The trends in the new HIV infections across countries in Africa had declined by more than 33%, from an estimated 2.2 million in 2005 to 1.5 million in 2013 (UNAIDS, 2022). The scale-up and widespread coverage of ART had led to substantial declines in new HIV infections. Despite these declines, HIV incidences rates remained unacceptably high, with the largest number of new infections coming from; South Africa (22%), Nigeria (15%), Uganda (10%), Rwanda (7%) and Kenya (7%). The epidemic in other Sub-Saharan countries had seen a substantial decline due to the impact of modest ART coverage at CD4 cell counts ranging from <200 to 500 per milliliter of blood. This had resulted in significant declines in mortality, with life expectancy increasing by an additional ten years. These studies provided evidence on the benefits of early ART initiation to HIV positive Individuals (UNAIDS, 2014).
Through previous researches, CD4 cell count is one of the parameters used to measure disease progression. HIV attacks CD4 cells reducing their levels in the body, making it difficult to fight diseases. Furthermore, CD4 cell count had been used for immunological classification of HIV infection where the levels had been shown to correlate with clinical stages of HIV related diseases (Barnett et al., 2008). In 2019, 1.5 million people were living with HIV, 4.9% adult prevalence (ages 15 – 49), 77,000 new infections, and 22,000 AID related deaths in Kenya (Kamer, 2022). The HIV prevalence in women was 6.6% while that of men was at 3.1% (Ministry of Health, 2020). Therefore, there was a higher burden on women as compared to men with the disease. The country recorded the following results; 79% of people living with HIV were aware of their status, 78.9% were on antiretroviral therapy, and 85.3% were virally suppressed -) (NSCOP, 2020). This results was better when compared to the UNAIDS target of actualizing the 90-90-90 goal by 2020.Women were unreasonably affected by HIV in Kenya. In 2018, 890,000 women aged above the age of 15 were living with HIV compared to 510,000 men of the same age group. Similarly, the same year, 36,000 women were newly infected with HIV compared to 27,000 (UNAIDS, 2020).

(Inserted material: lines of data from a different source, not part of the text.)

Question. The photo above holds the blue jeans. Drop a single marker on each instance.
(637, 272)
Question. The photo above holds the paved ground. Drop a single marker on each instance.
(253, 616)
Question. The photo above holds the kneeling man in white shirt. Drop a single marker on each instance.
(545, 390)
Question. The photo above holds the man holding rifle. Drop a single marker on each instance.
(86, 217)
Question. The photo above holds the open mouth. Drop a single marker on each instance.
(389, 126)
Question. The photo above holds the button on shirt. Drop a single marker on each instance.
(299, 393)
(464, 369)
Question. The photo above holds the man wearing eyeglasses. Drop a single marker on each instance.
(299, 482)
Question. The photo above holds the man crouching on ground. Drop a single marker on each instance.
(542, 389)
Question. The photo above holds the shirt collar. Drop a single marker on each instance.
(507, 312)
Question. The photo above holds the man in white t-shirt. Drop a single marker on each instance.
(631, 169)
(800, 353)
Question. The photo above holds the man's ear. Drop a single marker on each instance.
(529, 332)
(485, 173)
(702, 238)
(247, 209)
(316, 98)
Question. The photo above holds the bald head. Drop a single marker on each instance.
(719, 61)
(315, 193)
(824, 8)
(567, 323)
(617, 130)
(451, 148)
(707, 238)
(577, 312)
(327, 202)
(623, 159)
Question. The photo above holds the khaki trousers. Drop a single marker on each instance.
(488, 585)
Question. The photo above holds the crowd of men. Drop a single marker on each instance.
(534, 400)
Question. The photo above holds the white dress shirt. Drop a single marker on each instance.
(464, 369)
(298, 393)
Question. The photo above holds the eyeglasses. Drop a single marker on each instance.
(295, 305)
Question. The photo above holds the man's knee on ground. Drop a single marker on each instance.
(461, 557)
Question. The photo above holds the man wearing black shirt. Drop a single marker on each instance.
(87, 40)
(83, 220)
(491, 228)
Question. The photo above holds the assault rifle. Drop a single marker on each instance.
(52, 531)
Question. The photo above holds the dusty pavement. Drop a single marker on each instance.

In Kenya, there was a great disparity between the two genders. Women were mainly discriminated against men, with statistics showing that approximately 45% of women aged 15-49 who had never been married or in a long-term relationship were estimated to have experienced physical or sexual violence from an intimate male partner in 2019 (Odhiambo, 2020). Women also tend to be infected earlier because they had older partners and got married off earlier. Therefore, women were a key indicator of the country’s progress towards eliminating HIV/AIDS as a public health threat. They made up most of the total HIV infections and were more likely to experience more challenges accessing antiretroviral therapy treatment.
1.2 Problem Statement
The prevalence rate of HIV among adults aged 15 to 64 years in Kenya was 4.9 per cent in 2020 (KENPHIA, 2020) hence it remains a public health concern, with a significant number of adults living with the virus. The country had made progress towards the UNAIDS 90-90-90 goal but needed to accelerate efforts towards the 2030 vision of ending AIDS as a public health threat (Frescura et al., 2022). To achieve this, it was crucial to understand factors that impact CD4 cell count among the HIV population in Kenya. Machine learning techniques, particularly support vector machines, had shown promise in analysing existing data sets related to HIV and CD4 cell count in the country. However, there is limited public research available on the use of these methods.
1.3 Justification
Gender plays a big role in the community, women living with HIV in Kenya experience inequality compared to their male counterparts. This study aimed to break down barriers that prevent women from accessing quality and affordable testing and treatment services by using CD4 level as an indicator of good health. The analysis utilised the machine learning model Support Vector Machines (SVM). The study aimed to achieve this by utlising the machine learning models to provide a basis of estimation with a dichotomous outcome. The model would either predict a low or high CD4 cell count by using socio-demographic and other factors, with a high being a more likeable outcome. Therefore, the significant factors used would act as a compass in improving HIV+ infected women’s health, thereby improving general public health. Globally, this would make great strides towards attaining the UNAIDS target of eliminating HIV/AIDS as a public health threat while attaining sustainable development goals. In conclusion, quality affordable health is a basic right to everyone, and this study strived to provide statistical inferences toward the same.
1.4 Purpose of the Study
To provide an insight into various factors that affect the CD4 cell count levels among women and give recommendations on the factors to be mitigated.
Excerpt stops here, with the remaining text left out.